New York POST
By DAREH GREGORIAN
April 11, 2007 -- The country's Roman Catholic bishops received 714 clergy sex-abuse claims in 2006 - the second consecutive year the number of allegations has dropped, according to a new report.
Costs related to abuse cases also decreased - by 15 percent over the last year - due to a decline in what dioceses paid to settle molestation cases.
The findings are part of an annual review that the bishops first commissioned in 2002 as they implemented reforms to better safeguard children at the height of the clergy sex-abuse scandal.
Dioceses paid $399 million in 2006 for settlements with victims, lawyers' fees and support for accusers and offenders.

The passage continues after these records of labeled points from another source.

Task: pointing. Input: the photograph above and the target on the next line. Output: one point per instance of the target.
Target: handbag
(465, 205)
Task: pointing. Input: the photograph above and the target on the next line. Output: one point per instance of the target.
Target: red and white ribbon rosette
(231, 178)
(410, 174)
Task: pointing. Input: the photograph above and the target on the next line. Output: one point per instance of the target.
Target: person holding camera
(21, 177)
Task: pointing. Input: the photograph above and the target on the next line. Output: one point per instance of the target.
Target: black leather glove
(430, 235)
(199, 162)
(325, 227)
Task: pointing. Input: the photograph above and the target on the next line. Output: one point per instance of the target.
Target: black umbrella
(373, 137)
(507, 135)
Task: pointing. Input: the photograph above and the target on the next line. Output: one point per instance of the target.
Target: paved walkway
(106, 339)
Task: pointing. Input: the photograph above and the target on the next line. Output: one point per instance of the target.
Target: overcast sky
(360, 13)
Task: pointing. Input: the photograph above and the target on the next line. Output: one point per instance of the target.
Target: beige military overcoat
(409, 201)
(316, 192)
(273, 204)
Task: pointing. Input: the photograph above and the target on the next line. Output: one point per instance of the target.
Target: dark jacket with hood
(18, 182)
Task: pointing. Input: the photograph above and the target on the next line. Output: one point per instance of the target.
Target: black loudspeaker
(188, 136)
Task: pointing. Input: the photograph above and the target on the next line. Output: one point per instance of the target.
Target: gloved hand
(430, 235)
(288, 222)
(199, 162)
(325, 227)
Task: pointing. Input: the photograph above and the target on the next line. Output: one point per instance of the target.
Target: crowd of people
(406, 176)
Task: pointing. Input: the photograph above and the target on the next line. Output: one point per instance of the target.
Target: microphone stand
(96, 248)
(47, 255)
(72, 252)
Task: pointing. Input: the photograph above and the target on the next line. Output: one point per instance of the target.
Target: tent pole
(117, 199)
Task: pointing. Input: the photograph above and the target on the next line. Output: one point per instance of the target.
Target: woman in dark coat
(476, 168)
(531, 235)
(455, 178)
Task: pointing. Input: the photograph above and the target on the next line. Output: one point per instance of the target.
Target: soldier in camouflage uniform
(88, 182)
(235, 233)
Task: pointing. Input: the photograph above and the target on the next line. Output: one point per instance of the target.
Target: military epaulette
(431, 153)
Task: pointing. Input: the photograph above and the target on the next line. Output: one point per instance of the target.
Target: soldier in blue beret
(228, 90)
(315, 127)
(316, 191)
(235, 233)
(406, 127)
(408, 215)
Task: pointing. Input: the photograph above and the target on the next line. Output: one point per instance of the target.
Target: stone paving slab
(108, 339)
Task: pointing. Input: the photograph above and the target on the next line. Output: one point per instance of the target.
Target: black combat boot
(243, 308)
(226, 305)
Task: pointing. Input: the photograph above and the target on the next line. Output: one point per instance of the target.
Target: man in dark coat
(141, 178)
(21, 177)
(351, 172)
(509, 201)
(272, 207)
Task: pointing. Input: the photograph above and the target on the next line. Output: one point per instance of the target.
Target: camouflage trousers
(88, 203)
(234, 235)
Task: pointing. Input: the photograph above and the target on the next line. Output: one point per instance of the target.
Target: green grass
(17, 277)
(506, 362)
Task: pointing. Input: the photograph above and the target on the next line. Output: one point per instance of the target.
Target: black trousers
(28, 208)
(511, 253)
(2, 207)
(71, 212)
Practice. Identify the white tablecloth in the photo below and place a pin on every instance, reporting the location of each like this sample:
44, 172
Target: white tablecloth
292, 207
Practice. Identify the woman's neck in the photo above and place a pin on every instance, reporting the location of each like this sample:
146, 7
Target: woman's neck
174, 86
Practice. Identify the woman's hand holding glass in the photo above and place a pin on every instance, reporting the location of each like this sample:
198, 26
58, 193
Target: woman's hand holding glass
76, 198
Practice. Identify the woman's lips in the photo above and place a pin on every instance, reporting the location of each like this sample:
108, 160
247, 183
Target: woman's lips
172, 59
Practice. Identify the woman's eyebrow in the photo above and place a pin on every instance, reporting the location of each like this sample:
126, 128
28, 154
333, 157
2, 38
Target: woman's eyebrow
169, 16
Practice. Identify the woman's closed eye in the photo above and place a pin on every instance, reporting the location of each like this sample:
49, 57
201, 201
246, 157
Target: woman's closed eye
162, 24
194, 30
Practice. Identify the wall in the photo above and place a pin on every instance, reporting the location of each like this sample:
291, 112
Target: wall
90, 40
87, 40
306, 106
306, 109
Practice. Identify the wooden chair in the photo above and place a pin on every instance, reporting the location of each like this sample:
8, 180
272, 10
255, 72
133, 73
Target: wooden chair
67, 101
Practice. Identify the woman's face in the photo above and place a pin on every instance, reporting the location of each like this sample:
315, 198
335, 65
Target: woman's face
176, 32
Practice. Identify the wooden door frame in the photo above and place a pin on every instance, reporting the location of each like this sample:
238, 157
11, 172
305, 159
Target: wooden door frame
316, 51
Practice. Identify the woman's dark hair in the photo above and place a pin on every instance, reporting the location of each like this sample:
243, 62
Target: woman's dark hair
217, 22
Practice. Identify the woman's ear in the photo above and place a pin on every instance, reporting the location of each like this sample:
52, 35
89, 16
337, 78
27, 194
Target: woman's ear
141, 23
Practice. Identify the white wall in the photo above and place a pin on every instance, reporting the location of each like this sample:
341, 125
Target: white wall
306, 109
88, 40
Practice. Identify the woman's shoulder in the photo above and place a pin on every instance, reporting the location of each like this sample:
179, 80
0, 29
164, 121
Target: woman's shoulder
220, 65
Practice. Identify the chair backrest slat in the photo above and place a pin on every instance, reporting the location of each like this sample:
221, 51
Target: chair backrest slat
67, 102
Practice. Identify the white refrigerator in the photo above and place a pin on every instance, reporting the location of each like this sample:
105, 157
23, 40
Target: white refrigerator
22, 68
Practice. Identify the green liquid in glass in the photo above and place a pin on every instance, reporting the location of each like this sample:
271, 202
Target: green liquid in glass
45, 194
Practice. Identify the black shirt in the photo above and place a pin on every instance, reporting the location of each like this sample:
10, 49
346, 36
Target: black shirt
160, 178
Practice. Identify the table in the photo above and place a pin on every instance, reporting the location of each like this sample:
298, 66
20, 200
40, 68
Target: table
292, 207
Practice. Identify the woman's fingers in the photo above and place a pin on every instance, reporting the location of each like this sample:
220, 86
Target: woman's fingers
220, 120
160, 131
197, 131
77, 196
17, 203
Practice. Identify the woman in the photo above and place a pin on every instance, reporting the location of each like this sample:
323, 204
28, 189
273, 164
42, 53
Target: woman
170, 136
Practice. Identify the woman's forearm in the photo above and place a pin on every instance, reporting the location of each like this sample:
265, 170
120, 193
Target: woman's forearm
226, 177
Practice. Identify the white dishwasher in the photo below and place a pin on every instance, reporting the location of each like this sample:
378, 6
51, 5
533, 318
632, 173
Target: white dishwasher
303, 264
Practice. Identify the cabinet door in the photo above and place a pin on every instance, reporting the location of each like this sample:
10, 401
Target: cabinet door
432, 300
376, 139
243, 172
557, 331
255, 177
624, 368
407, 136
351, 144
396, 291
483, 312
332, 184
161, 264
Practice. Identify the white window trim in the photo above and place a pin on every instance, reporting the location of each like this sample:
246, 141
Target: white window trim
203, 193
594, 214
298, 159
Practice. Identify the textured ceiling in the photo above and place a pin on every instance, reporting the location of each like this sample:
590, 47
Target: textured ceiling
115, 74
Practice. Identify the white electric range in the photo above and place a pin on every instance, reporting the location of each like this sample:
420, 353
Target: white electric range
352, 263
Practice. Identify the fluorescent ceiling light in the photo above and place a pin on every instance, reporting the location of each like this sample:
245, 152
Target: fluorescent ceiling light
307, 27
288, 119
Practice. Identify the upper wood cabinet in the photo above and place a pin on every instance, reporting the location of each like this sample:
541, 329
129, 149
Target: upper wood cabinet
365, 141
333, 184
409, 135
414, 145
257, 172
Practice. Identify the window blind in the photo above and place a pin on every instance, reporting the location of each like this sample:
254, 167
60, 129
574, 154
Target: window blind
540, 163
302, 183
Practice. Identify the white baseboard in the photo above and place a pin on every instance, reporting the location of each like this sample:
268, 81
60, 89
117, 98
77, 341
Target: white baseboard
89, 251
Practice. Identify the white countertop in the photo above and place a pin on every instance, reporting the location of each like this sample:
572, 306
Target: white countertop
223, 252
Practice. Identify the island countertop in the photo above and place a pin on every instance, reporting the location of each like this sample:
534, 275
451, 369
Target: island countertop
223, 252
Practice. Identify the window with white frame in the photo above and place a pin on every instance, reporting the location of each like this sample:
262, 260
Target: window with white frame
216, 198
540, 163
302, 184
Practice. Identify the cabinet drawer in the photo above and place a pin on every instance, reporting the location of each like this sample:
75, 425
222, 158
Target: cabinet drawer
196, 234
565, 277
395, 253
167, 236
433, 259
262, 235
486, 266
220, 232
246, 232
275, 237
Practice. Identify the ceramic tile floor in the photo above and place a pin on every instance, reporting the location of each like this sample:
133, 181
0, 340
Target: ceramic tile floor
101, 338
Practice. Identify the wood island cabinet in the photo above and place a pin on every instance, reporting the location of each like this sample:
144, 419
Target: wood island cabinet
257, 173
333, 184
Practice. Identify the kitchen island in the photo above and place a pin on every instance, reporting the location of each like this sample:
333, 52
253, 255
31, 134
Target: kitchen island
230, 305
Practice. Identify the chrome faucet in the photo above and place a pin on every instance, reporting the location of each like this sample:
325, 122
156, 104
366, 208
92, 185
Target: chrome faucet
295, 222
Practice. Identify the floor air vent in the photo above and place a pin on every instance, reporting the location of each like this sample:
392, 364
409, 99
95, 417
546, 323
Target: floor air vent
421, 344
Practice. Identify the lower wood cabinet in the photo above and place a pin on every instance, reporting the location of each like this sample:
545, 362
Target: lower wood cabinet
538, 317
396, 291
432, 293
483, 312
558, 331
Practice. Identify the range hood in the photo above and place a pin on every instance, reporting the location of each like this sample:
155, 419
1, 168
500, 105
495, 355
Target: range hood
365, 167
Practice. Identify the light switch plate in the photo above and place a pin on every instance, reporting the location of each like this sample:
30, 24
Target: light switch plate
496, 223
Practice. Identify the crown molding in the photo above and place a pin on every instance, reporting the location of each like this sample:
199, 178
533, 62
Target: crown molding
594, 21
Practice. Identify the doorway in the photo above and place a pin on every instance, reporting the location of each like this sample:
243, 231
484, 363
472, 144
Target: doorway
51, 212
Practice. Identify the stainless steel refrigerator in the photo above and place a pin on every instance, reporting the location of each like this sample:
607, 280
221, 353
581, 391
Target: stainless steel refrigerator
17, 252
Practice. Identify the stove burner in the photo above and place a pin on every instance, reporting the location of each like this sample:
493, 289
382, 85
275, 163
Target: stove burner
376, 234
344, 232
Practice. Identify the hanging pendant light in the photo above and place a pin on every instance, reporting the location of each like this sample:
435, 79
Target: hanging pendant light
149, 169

For 2005, that figure was $467 million - considered the highest ever for a single year.
The declining number of claims - there were 1,092 in 2004 and 783 the next year - could be taken as evidence that the church is gradually gaining control over the crisis.
Meanwhile, the New York Archdiocese cannot be held responsible for the actions of Monsignor John Woolsey, who allegedly poached thousands of dollars from a parishioner, a state appeals court ruled yesterday. The estate of Rose Cale had filed suit against Woolsey, the former pastor of the Church of St. John the Martyr on the Upper East Side, and the archdiocese.